- Coordinates: 26°00′N 95°41′E﻿ / ﻿26.000°N 95.683°E
- Country: Myanmar
- Region: Sagaing Region
- No. of Townships: 1
- Capital: Hkamti
- Time zone: UTC+6.30 (MMT)

= Hkamti District =

Hkamti District or Khamti District (sometimes formerly Naga Hills District) is a district in northern Sagaing Region of Myanmar (Burma). Its administrative center is the town of Hkamti.

==Townships==
The District only contains one township - Hkamti Township. Prior to 2022, the district also included Homalin Township, which was promoted to its own district in April 2022 by the Ministry of Home Affairs

Prior to 2010, it additionally controlled Lahe, Lay Shi (Lashe), and Nanyun townships, which were transferred under the 2008 Constitution to the Naga Self-Administered Zone.
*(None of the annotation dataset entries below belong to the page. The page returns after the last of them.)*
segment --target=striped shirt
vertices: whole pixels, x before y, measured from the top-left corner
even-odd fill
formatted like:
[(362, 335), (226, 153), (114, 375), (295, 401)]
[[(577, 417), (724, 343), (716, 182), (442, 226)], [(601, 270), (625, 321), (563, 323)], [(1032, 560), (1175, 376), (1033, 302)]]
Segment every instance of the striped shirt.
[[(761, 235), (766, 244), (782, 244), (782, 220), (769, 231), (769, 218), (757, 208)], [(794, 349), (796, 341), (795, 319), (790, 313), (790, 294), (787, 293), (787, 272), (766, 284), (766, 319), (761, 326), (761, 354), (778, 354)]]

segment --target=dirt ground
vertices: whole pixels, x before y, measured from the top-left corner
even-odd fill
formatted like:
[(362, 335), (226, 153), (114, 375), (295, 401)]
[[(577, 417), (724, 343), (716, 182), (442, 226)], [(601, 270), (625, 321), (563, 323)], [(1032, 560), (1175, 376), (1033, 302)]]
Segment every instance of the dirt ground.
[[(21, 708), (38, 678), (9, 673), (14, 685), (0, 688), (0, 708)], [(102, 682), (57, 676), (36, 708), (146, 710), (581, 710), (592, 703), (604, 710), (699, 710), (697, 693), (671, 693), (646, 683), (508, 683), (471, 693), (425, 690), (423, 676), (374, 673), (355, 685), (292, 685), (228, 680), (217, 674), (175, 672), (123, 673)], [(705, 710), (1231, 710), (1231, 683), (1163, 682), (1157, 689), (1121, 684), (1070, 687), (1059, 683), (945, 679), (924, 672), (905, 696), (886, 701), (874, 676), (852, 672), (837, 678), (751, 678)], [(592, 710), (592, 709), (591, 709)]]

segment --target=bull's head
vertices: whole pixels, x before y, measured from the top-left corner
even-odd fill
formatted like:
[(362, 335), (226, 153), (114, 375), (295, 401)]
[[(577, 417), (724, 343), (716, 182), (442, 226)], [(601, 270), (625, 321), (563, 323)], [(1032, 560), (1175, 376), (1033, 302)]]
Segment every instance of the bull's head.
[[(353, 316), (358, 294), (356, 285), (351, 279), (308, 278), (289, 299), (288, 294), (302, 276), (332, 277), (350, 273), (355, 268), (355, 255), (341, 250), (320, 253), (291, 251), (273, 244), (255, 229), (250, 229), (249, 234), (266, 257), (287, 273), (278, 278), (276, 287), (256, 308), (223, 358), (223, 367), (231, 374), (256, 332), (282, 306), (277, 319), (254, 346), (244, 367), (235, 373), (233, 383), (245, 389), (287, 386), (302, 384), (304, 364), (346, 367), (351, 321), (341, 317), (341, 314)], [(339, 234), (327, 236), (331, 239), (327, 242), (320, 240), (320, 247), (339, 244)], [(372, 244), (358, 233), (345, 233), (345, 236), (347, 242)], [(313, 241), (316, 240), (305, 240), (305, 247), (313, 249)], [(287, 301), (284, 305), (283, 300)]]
The revised smaller district still has a significant minority Naga population.

==Borders==
Hkamti District is bordered by:
- India to the west
- Naga Self-Administered Zone to the west and north,
- Myitkyina District and Mohnyin District of Kachin State to the east.
- Homalin District to the south,

==Economy==
Most people in Hkamti District practice subsistence farming. There is also a jade mine, although most of the jade mining is nearby in Mohnyin District.

==Demographics==
The district is inhabited by the Khamti, Duleng (Kachin) and Nung Rawang people.